RESULTS AND DISCUSSION

NMR Spectroscopy, Resonance Assignments, and Structure Determination

Standard triple-resonance NMR spectra recorded on PA4608 saturated with c-di-GMP were used to assign backbone and side chain resonances of PA4608. Resonance assignments were obtained for about 92% of the protein backbone in the PA4608·c-di-GMP complex. Missing backbone assignments comprise parts of the N-terminal His tag sequence as well as residues His12 and Asp108–Arg114. In almost all of these cases, resonances were not visible in the 1H-15N heteronuclear single quantum correlation spectra, presumably due to chemical exchange broadening resulting from flexibility on the microsecond to millisecond time scale.

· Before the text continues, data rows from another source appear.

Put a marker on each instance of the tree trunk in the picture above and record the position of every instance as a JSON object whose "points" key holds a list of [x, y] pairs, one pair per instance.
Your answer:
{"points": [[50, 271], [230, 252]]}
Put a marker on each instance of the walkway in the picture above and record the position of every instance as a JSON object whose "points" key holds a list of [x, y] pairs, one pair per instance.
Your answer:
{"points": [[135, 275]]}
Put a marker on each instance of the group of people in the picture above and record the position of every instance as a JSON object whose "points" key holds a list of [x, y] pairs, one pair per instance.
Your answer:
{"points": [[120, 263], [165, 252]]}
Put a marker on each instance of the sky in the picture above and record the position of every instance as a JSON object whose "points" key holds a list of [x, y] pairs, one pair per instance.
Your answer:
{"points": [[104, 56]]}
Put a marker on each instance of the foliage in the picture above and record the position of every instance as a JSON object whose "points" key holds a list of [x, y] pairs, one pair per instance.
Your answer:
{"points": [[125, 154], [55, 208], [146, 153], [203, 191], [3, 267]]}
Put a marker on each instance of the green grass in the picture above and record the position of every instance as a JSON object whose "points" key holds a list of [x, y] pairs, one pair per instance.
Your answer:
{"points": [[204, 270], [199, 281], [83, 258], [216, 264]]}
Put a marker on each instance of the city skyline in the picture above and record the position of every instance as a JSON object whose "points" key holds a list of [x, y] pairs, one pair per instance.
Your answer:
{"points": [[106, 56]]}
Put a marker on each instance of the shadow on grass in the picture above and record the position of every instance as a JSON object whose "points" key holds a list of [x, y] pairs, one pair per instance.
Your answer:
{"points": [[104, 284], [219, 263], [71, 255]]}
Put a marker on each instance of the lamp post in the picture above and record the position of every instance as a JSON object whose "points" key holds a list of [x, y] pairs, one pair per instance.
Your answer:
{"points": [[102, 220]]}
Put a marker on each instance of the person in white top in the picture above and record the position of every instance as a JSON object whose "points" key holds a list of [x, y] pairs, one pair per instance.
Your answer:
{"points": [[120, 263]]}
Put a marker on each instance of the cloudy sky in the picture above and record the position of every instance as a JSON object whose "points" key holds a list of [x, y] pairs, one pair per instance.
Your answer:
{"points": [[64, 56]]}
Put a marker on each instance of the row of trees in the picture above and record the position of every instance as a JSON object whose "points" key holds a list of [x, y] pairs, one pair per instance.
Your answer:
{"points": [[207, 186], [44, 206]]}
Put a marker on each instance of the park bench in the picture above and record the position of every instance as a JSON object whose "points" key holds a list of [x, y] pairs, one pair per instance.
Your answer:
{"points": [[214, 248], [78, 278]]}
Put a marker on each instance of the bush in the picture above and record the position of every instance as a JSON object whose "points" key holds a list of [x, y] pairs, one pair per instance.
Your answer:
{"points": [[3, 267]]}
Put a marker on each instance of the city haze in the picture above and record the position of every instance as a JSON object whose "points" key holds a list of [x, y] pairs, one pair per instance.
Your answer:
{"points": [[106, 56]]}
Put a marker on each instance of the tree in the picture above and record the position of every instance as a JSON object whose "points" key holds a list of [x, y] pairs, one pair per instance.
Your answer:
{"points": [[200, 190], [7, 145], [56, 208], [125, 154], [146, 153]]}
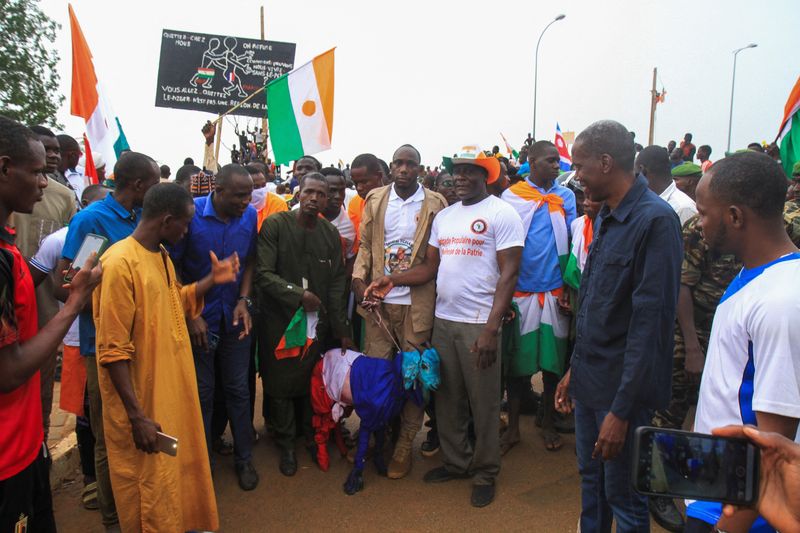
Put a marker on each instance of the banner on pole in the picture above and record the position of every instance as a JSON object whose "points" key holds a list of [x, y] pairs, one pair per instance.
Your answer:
{"points": [[213, 73]]}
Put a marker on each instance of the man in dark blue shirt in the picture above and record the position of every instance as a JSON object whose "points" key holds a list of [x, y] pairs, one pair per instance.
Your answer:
{"points": [[225, 223], [621, 366]]}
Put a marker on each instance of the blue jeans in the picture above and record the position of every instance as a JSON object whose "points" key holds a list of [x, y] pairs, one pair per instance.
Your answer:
{"points": [[233, 357], [606, 487]]}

The chemical shifts of c-di-GMP bound to PA4608 are very distinct from free c-di-GMP. In particular, four different imino H1 proton resonances are observed, indicative of four guanosines in an asymmetric environment. This is consistent with the binding of one c-di-GMP dimer to one protein monomer. Of these 4 guanosine residues, all one-bond 1H1/15N1 and 1H/13C resonance pairs could be assigned with the exception of Gua1-H5" and Gua4-H5" by using information from three-dimensional HCCH-TOCSY/-COSY and 15N- or 13C-edited NOESY experiments. For both Gua2 and Gua3, one of the two N2-bound protons could also be clearly observed. In free guanosines, these proton resonances are usually strongly broadened from the rotation around the C2–N2 bond. The observation of the resonances together with the measured NOEs indicates H-bond formation between the intercalated dimers in the following way (Fig. 1B): Gua1-O1P···H1–N1–Gua3, Gua1-O1P···H21–N2–Gua3, Gua4-O1P···H1–N1–Gua2, and Gua4-O1P···H21–N2–Gua2. Two additional H-bonds between c-di-GMP and the protein, Gua1-N7···Hϵ1–Nϵ1-Trp77 and Gua2-N7···Hϵ—Nϵ-Arg9, were detectable by the HNN-COSY experiment (32) (Fig. 1C) and are indicated in Fig. 1B as red dashed lines. The position of the c-di-GMP dimer on the protein is well defined by 103 intermolecular NOEs. A small section of the two-dimensional NOESY spectrum (Fig. 1C) shows some of these NOEs from the four imino protons of the c-di-GMP dimer and the Trp77 Hϵ1 proton, indicating contacts between the ligand and protein residues Arg8, Arg9, Phe11, Arg13, Arg12, Ile41, Leu42, Ala76, and Trp77. The c-di-GMP dimer itself is well defined by 59 intramolecular NOEs and a further 15 1DCH RDCs. Structural restraints of the protein comprise 1734 intramolecular NOEs and 152 1DHN and 1DCH RDCs.

Based on these restraints, a well defined structure of the PA4608·c-di-GMP complex was calculated using conventional simulated annealing protocols. Its quality is reflected in a heavy atom coordinate r.m.s.d. of 0.20 Å for the backbone in the ordered region of the protein and of 0.38 Å for the c-di-GMP dimer. Further structural statistics are given in Table 1.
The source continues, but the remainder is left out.